# co



## slavicist89

Here's another one! I think it's some sort of abbreviation, but it doesn't appear to be in any abbreviation dictionaries, such as zkratky dot cz:

'Ústavní soud rozhodl ve věci ústavní stížnosti stěžovatelky Bc. A. D., proti usnesení Krajského soudu v Ostravě – pobočky v Olomouci ze dne 31. 8. 2010, č. j. 70 *Co *405/2010-979, t a k t o: '

I've been all over the internet but can't figure out what it could possibly stand for. Can anybody help?

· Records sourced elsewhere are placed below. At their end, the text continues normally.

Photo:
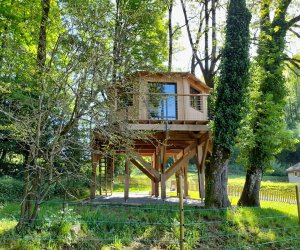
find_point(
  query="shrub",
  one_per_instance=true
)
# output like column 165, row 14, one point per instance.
column 10, row 187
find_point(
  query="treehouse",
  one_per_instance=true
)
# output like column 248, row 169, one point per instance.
column 171, row 108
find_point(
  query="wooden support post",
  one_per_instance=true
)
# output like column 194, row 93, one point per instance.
column 95, row 160
column 181, row 212
column 298, row 202
column 153, row 182
column 112, row 170
column 157, row 167
column 163, row 186
column 185, row 180
column 177, row 183
column 126, row 180
column 200, row 175
column 201, row 157
column 100, row 167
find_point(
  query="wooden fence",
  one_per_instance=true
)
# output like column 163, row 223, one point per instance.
column 265, row 195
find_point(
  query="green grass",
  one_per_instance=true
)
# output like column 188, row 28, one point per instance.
column 205, row 229
column 237, row 228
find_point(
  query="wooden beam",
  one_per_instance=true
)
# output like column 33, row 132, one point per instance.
column 185, row 179
column 146, row 165
column 95, row 161
column 145, row 171
column 126, row 180
column 178, row 164
column 156, row 166
column 201, row 157
column 171, row 127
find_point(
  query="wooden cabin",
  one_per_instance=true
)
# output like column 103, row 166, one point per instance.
column 173, row 107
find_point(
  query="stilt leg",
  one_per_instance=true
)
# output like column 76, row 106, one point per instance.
column 95, row 160
column 126, row 181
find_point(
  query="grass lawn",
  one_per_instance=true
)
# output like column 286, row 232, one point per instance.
column 273, row 226
column 153, row 227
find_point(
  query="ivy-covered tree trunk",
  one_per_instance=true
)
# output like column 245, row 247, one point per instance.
column 234, row 77
column 217, row 178
column 250, row 194
column 31, row 203
column 267, row 124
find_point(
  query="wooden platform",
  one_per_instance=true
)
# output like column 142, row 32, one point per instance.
column 179, row 140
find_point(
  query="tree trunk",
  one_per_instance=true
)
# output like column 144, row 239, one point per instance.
column 41, row 52
column 33, row 172
column 216, row 179
column 170, row 37
column 250, row 194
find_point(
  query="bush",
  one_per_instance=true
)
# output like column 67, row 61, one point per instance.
column 277, row 169
column 10, row 187
column 76, row 186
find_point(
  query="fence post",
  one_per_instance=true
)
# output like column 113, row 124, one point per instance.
column 298, row 202
column 181, row 212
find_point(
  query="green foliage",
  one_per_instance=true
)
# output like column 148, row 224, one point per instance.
column 264, row 133
column 263, row 126
column 243, row 227
column 10, row 187
column 234, row 75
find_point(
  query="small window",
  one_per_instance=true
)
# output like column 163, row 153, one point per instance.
column 125, row 98
column 195, row 101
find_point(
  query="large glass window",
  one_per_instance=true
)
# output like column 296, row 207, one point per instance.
column 162, row 101
column 195, row 101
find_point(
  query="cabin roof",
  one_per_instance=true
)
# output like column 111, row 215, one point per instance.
column 296, row 167
column 187, row 75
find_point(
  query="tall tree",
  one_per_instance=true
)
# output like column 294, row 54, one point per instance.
column 171, row 34
column 206, row 57
column 58, row 62
column 231, row 91
column 267, row 127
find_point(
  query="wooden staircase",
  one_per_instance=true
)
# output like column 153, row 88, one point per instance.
column 106, row 174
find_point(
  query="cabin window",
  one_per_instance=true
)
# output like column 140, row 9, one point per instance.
column 195, row 101
column 162, row 101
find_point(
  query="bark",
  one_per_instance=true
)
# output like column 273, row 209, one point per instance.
column 170, row 37
column 250, row 194
column 208, row 64
column 33, row 173
column 41, row 52
column 216, row 179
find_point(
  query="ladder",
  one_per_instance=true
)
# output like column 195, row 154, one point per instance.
column 106, row 174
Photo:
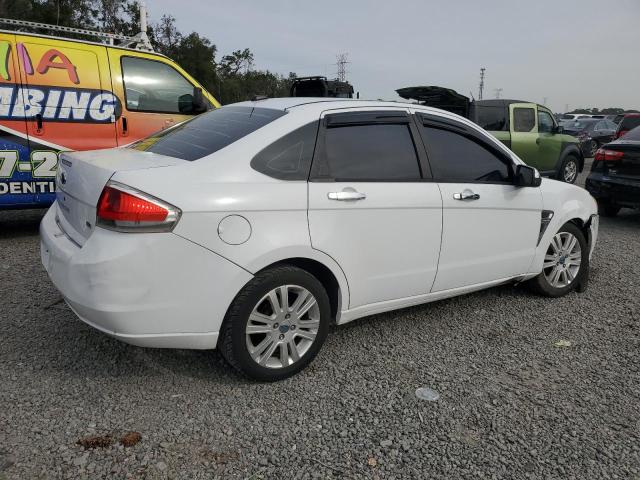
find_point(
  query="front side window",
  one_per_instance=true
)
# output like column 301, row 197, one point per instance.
column 455, row 158
column 524, row 119
column 376, row 152
column 153, row 86
column 545, row 122
column 208, row 133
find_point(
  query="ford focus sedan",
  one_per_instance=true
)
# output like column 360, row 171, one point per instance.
column 253, row 227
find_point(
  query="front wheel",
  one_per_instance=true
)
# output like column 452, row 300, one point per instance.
column 276, row 324
column 566, row 263
column 569, row 169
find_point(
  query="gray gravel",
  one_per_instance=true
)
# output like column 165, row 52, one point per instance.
column 512, row 404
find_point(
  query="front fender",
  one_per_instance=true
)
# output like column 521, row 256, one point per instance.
column 568, row 203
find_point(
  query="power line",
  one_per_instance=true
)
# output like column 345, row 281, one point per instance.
column 341, row 62
column 481, row 83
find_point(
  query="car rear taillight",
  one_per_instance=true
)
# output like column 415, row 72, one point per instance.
column 608, row 155
column 126, row 209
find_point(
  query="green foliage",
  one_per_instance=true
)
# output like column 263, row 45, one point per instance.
column 233, row 79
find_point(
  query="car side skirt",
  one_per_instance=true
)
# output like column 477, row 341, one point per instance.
column 380, row 307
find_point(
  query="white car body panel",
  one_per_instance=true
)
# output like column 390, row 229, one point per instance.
column 487, row 239
column 406, row 244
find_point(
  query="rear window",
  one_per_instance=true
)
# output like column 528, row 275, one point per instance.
column 491, row 117
column 629, row 122
column 208, row 132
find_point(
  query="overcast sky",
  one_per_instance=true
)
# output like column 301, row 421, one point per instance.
column 580, row 53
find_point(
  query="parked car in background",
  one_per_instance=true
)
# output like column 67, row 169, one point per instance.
column 271, row 220
column 63, row 94
column 591, row 132
column 628, row 122
column 529, row 129
column 614, row 180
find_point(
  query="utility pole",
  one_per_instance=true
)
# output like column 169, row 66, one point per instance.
column 341, row 62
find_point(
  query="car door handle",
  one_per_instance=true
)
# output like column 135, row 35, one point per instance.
column 346, row 195
column 466, row 195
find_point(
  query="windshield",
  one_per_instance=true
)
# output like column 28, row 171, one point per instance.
column 208, row 133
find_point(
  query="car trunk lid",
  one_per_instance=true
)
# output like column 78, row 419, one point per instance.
column 81, row 178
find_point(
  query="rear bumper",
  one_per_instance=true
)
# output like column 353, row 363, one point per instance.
column 618, row 191
column 153, row 290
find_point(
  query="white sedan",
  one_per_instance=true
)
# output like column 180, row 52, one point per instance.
column 253, row 227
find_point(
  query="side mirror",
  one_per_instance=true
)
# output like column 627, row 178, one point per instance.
column 192, row 104
column 527, row 176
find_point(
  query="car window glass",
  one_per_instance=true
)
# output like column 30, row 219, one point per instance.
column 491, row 117
column 545, row 122
column 288, row 158
column 208, row 133
column 456, row 158
column 371, row 152
column 152, row 86
column 523, row 119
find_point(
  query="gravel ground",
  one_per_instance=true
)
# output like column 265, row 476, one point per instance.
column 514, row 403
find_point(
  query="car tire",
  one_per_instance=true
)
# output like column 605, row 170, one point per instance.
column 569, row 169
column 560, row 261
column 264, row 338
column 608, row 209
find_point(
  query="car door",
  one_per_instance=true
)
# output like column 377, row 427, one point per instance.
column 372, row 206
column 154, row 94
column 490, row 227
column 16, row 186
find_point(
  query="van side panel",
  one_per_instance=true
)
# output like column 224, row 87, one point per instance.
column 17, row 189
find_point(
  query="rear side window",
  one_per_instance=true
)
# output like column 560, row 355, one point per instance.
column 491, row 117
column 633, row 134
column 456, row 158
column 524, row 119
column 152, row 86
column 288, row 158
column 208, row 133
column 377, row 152
column 629, row 122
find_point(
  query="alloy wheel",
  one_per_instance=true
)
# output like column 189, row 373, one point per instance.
column 282, row 326
column 562, row 260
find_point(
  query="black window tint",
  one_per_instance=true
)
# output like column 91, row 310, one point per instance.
column 152, row 86
column 545, row 122
column 491, row 117
column 208, row 133
column 633, row 134
column 524, row 119
column 371, row 152
column 629, row 122
column 288, row 158
column 456, row 158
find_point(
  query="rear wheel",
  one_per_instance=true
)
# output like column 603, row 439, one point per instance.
column 608, row 209
column 276, row 325
column 566, row 263
column 569, row 169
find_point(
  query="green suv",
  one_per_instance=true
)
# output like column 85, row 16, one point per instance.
column 528, row 129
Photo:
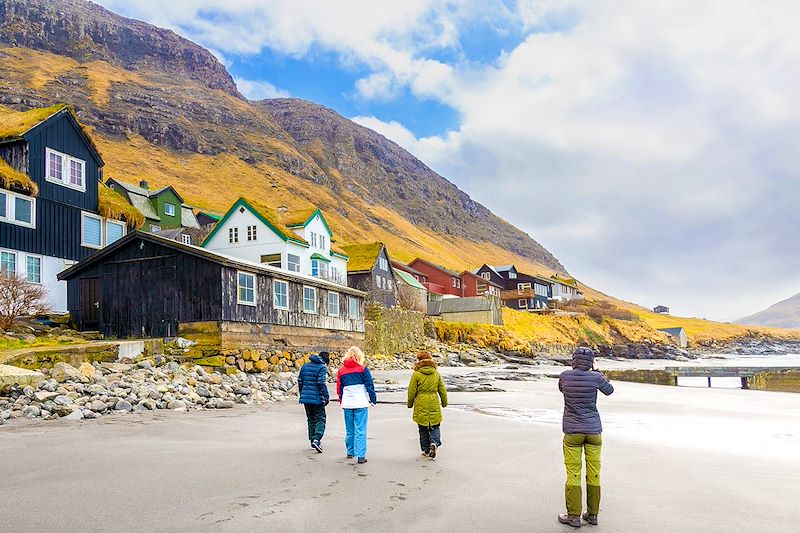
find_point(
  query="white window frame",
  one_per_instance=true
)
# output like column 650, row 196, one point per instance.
column 66, row 170
column 16, row 260
column 238, row 286
column 351, row 308
column 41, row 268
column 84, row 214
column 11, row 209
column 338, row 302
column 107, row 221
column 275, row 304
column 314, row 312
column 289, row 263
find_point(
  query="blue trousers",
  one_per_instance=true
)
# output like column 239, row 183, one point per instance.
column 355, row 423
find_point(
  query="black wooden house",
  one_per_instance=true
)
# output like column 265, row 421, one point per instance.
column 54, row 221
column 145, row 285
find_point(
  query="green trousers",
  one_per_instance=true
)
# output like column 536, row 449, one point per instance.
column 574, row 447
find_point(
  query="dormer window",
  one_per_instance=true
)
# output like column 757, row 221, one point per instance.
column 65, row 170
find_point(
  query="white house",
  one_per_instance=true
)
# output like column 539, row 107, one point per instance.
column 297, row 242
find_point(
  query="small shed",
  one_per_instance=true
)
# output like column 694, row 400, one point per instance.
column 679, row 334
column 470, row 310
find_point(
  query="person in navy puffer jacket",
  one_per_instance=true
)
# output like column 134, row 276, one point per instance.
column 311, row 384
column 356, row 393
column 582, row 434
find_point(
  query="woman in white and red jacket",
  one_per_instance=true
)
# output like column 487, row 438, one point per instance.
column 356, row 393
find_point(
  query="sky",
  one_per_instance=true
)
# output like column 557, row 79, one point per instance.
column 651, row 146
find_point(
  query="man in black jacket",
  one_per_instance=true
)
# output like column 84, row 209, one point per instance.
column 313, row 389
column 582, row 433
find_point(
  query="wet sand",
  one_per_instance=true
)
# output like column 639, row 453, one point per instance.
column 675, row 459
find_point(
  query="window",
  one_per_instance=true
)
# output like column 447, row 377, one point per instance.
column 17, row 209
column 76, row 173
column 23, row 210
column 91, row 231
column 293, row 262
column 309, row 300
column 281, row 290
column 8, row 263
column 246, row 289
column 353, row 307
column 33, row 267
column 333, row 303
column 319, row 268
column 272, row 260
column 114, row 231
column 65, row 170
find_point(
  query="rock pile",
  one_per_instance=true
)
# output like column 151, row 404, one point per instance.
column 93, row 390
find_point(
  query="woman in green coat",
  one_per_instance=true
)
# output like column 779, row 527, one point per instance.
column 425, row 393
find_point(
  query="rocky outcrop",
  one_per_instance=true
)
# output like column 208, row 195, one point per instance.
column 86, row 31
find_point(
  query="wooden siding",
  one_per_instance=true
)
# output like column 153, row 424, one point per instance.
column 61, row 135
column 264, row 311
column 147, row 289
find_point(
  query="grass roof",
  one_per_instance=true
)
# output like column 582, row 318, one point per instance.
column 15, row 124
column 112, row 204
column 299, row 217
column 362, row 256
column 269, row 214
column 14, row 180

Thanks very much in advance!

Best wishes, Slavicist


----------



## slavic_one

Is it not a part of the number (číslo jednací)?


----------



## kirmakX6on

slavicist89 said:


> Here's another one! I think it's some sort of abbreviation, but it doesn't appear to be in any abbreviation dictionaries, such as zkratky dot cz:
> 
> 'Ústavní soud rozhodl ve věci ústavní stížnosti stěžovatelky Bc. A. D., proti usnesení Krajského soudu v Ostravě – pobočky v Olomouci ze dne 31. 8. 2010, č. j. 70 *Co *405/2010-979, t a k t o: '
> 
> I've been all over the internet but can't figure out what it could possibly stand for. Can anybody help?
> 
> Thanks very much in advance!
> 
> Best wishes, Slavicist


http://cs.wikipedia.org/wiki/Spisová_značka

(Co = občanskoprávní věci druhostupňové)


----------



## bibax

It denotes "soudní rejstřík".

C – sporné občanskoprávní věci (bez dalšího písmene značí řízení v I. stupni)
  Co – odvolací řízení v občanskoprávních věcech (sporných i nesporných) 
  Cdo – dovolání v občanskoprávních věcech

For all abbreviations see http://iuridictum.pecina.cz/w/Soudní_rejstřík.


----------



## slavicist89

Oh my goodness, thank you! That's very helpful - and to think that the information was on Wikipedia all that time! And thank you Bibax for the link to a reliable legal source - that's really useful. I will bookmark that link!


----------